The Private Sector Commis-sion (PSC) is calling on the main opposition, APNU to take up President Donald Ramotar’s offer to recommence talks on the Amaila Falls Hydro Project in good faith and in the national interest.

This it said in a media release sent out yesterday. It noted that on Saturday last President Ramotar invited Opposition Leader David Granger to have an APNU team sit down face to face with the Government team which has negotiated the project and once and for all settle these issues and to publicly communicate the meeting’s outcome.

It was the latest in a series of efforts to salvage the project but they seem to be going nowhere as APNU has maintained the position that many questions are unanswered and more documents have to be provided. APNU’s opposition to two Amaila measures in parliament led to Sithe Global walking away from the US$858M project.

Carl Greenidge
Carl Greenidge

“The Private Sector believes the President’s offer to be fair and reasonable and a genuine effort on the part of the President to seek consensus on the hydro project,” said the PSC in the statement.

“It is the PSC’s clear understanding that APNU is still of the opinion that the Amaila Falls project will lead to unsustainable debt and will not result in a reduction in electricity tariffs.

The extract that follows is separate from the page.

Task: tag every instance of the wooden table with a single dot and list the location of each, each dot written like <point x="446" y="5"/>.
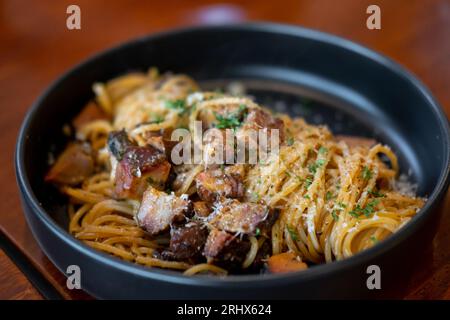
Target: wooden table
<point x="36" y="47"/>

We believe that the only fair and reasonable way  to address these concerns is for APNU to engage the President’s offer. We wish, therefore, to encourage Mr. Granger to accept the offer,” said the PSC statement.

“It has been the consistent position of APNU that the Government has failed to provide the Opposition with all of the information needed to arrive at an informed decision while at the same time criticising the project. What better way, therefore, to resolve APNU’s concerns than meeting with the Government’s negotiating team, with nothing withheld and everything on the table,” the statement said.

“We believe that much harm has been done to the project by the peddling in the media of uninformed opinions by self-styled pundits who have based their analyses on outdated or incomplete information. We felt that this project is too vital for the future of our nation to allow such spurious analyses to determine its fate,” said the PSC.

However, in a comment to Stabroek News last night, APNU’s chief spokesman on economic issues Carl Greenidge said that while the party is not opposed to meeting, it sees little benefit of doing so if the purpose of the meeting is to say how important the project is to Guyana or how nice a person the President is.

Referring to a letter that he penned in the Sunday Stabroek of August 18, 2013, Greenidge said that APNU would not be prepared to move forward on the issue unless the conditions set out in that letter were met by the Government.

These include the publishing of all the MOUs and agreements signed and licences awarded to individuals and entities in relation to hydroelectric and river basin development; that the role of NICIL is restricted to the activities for which it was originally established and ensure that it is equipped with competent staff and managers; that the financial package for Amaila arrangements must include measures to raise capital from the domestic private sector and the Guyana diaspora, for example, investment bonds.

Greenidge’s letter said too that Government must include in the package a specific undertaking to reduce the tariff to domestic consumers and to industry in keeping with the planned fall in the cost of power generation. He also called for the cancellation of  the licence for Amaila and the re-awarding of it via a process which should be publicised.

Sithe Global has informed this newspaper that as a result of their announced pull out from the project, they are no longer funding third party costs associated with the due diligence studies by the China Development Bank (CDB) and Inter-American Develop-ment Bank (IDB) and as such these two institutions are no longer processing any loans for this project. Altogether these two institutions would have been providing over US$600 million in loan financing for the Amaila Falls Hydroelectric project.